GetGo Café & Market is looking to bring a fueling station, convenience store and drive-through to West Carrollton. A site plan application submitted for the convenience store chain owned and operated by Pittsburgh-based Giant Eagle was approved by the city of West Carrollton on April 20. It calls for a 24-hour 6,323-square-foot store with six double-sided fuel pumps at 2100 S. Alex Road between Ohio 725 and Watertower Lane. The project is expected to breathe new life into the Imperial Square shopping center, located at “a key gateway” into West Carrollton, according to Greg Gaines, the city’s director of planning and community development.
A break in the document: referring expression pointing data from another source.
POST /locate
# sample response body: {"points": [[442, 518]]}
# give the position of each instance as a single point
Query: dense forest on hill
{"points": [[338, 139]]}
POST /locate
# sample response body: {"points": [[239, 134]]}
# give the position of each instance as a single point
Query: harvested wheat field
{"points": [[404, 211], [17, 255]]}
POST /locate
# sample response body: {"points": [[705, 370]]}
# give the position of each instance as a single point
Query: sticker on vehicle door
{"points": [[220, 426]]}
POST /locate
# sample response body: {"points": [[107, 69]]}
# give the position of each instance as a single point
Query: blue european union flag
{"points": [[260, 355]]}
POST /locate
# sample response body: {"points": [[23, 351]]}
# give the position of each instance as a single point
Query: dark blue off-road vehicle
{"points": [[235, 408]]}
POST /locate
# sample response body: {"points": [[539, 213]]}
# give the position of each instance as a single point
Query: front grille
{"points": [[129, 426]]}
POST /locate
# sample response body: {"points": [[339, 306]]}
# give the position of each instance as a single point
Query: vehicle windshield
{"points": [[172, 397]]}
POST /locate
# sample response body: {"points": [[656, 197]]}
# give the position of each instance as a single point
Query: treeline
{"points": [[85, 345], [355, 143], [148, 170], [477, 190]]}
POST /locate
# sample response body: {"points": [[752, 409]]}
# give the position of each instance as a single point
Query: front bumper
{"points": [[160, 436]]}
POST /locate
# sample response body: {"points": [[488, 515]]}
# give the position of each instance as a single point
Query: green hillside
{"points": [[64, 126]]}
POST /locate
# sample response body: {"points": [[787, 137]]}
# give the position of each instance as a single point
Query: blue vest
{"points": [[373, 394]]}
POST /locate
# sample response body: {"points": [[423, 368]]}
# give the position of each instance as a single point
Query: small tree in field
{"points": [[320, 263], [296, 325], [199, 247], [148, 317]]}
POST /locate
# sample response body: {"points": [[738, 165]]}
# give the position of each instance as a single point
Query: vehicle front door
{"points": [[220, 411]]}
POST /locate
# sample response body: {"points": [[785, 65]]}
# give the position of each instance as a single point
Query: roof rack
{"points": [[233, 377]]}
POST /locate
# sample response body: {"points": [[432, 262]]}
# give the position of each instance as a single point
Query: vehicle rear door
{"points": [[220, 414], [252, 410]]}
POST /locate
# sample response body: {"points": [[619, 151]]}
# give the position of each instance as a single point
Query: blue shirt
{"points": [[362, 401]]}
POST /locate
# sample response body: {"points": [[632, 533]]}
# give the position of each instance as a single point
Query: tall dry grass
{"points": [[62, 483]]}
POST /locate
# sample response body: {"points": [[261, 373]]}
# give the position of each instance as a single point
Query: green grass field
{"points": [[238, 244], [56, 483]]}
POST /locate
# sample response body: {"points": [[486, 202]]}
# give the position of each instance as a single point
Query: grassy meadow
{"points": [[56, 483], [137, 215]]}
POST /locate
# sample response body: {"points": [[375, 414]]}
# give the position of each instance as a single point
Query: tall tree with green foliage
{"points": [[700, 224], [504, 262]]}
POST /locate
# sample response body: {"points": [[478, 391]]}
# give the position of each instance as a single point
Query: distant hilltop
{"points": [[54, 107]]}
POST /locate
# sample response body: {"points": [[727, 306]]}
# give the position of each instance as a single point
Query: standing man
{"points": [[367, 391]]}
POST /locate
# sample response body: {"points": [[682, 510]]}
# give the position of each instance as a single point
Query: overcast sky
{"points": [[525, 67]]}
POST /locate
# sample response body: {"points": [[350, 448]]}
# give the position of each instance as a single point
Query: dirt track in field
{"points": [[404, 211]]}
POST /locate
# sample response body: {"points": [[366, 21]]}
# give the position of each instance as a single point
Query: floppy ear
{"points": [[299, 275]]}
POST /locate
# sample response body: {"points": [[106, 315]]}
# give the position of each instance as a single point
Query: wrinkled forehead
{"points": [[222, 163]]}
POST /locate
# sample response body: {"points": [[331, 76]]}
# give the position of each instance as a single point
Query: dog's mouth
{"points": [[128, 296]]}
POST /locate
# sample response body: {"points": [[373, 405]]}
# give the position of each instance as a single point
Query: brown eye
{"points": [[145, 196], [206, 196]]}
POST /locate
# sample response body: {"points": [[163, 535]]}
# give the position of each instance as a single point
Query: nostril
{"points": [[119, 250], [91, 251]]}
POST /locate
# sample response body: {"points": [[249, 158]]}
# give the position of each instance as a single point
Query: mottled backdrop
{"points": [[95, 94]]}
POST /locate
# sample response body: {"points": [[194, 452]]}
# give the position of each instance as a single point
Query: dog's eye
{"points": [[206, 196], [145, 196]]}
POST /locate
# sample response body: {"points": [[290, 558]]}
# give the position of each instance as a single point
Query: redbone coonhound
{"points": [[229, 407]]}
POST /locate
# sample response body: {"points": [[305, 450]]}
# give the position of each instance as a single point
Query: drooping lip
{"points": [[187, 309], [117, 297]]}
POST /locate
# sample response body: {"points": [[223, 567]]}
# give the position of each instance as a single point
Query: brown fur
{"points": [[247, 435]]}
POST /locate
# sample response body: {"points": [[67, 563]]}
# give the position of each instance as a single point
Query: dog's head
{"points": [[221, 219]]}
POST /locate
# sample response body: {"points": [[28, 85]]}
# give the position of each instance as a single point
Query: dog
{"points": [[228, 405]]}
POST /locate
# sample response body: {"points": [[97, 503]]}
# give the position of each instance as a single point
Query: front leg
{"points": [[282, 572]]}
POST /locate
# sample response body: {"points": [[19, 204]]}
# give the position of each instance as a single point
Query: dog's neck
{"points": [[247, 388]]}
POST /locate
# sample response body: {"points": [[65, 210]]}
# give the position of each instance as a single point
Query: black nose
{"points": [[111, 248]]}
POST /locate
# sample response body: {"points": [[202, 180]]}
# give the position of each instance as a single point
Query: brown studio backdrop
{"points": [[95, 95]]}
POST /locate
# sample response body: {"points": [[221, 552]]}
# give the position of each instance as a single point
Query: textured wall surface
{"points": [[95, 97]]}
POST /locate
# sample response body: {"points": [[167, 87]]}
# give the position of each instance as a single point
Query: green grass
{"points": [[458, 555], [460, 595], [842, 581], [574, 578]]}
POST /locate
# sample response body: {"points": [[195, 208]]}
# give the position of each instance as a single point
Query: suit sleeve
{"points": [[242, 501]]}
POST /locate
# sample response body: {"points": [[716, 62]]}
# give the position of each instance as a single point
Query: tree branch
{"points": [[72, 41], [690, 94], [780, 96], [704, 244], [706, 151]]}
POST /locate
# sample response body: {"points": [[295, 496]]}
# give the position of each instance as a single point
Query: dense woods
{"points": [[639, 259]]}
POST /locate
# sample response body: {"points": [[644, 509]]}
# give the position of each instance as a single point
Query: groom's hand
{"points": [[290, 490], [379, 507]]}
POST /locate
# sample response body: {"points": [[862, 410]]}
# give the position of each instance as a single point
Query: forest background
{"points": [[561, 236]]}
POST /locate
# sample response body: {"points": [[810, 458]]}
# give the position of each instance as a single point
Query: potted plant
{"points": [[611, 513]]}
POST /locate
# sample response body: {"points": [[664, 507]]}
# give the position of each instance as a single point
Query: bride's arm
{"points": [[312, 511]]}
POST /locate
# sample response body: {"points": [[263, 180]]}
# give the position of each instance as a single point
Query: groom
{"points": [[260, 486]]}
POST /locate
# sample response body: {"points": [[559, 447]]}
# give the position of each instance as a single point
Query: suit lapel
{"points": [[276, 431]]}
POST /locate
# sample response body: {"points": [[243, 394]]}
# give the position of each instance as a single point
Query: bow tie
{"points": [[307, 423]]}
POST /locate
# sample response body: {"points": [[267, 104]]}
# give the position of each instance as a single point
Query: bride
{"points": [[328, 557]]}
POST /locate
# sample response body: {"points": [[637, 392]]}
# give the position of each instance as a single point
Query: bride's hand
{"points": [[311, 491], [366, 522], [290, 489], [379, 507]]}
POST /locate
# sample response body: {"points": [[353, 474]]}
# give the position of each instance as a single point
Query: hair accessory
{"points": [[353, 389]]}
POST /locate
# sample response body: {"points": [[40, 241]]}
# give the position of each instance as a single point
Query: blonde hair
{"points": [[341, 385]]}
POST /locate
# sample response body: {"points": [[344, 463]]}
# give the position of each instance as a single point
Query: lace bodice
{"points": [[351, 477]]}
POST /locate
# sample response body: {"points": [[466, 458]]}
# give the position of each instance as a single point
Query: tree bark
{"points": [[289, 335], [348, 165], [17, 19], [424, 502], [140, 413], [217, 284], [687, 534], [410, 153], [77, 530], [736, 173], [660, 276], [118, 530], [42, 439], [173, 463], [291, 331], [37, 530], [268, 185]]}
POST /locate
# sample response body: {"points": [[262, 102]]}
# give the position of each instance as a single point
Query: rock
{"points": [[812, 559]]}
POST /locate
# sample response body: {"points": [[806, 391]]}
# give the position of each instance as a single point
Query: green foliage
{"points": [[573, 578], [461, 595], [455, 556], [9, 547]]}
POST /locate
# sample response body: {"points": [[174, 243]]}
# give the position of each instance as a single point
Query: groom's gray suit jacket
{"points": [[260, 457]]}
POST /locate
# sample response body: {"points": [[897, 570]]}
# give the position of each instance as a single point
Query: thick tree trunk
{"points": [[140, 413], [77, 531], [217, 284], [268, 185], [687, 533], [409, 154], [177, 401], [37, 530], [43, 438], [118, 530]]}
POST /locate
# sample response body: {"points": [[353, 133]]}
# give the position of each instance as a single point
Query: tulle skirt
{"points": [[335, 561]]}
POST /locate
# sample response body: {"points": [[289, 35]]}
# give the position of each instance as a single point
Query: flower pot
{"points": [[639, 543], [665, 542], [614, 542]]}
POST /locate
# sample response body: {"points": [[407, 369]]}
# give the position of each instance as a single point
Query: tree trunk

“Our hope is that the $7 million GetGo Café+Market investment and the new activity which it generates, along with the property owner’s improvements to the site, will attract additional business and investment and reinvigorate this aging facility,” Gaines said. “The GetGo Café+Market will be more than just a convenience store, providing the surrounding high-density residential neighborhood and the community with a new option for dining and shopping 24 hours a day. The business would be constructed on the site of a former U.S. Bank, which is set to be demolished. GetGo offers made-to-order foods and a market stocked with ready- to-eat meals, packaged goods and convenience items, the company said. Many sites offer touchless and tunnel WetGo car washes. It has more than 260 locations, with nearly 100 of those locations in Ohio and the remainder in Indiana, Maryland, Pennsylvania and West Virginia. GetGo typically hires around 35 team members, 10 of them on a full-time basis, according to a company spokesman.
If approved, it would be the first Dayton region location for GetGo Café+Market. Gaines said that distinction is “another indication that the city is becoming a place of choice to live, work, and play.” Involved in the project are Cincinnati-based consulting firm McBride Dale Clarion and CESO, which provides engineering, architecture, transportation, survey services, environmental, construction, interior design and more, according to documents supplied by the city. GetGo has submitted a preliminary proposal to the city of Kettering for 2932 S. Dixie Highway, where Golden Nugget Pancake House once operated, but has not given a formal proposal for the site, officials said. Site plan drawings that were part of that proposal clearly show that the existing building would need to be demolished to make way for a new 6,125-square-foot convenience store and gas pumps.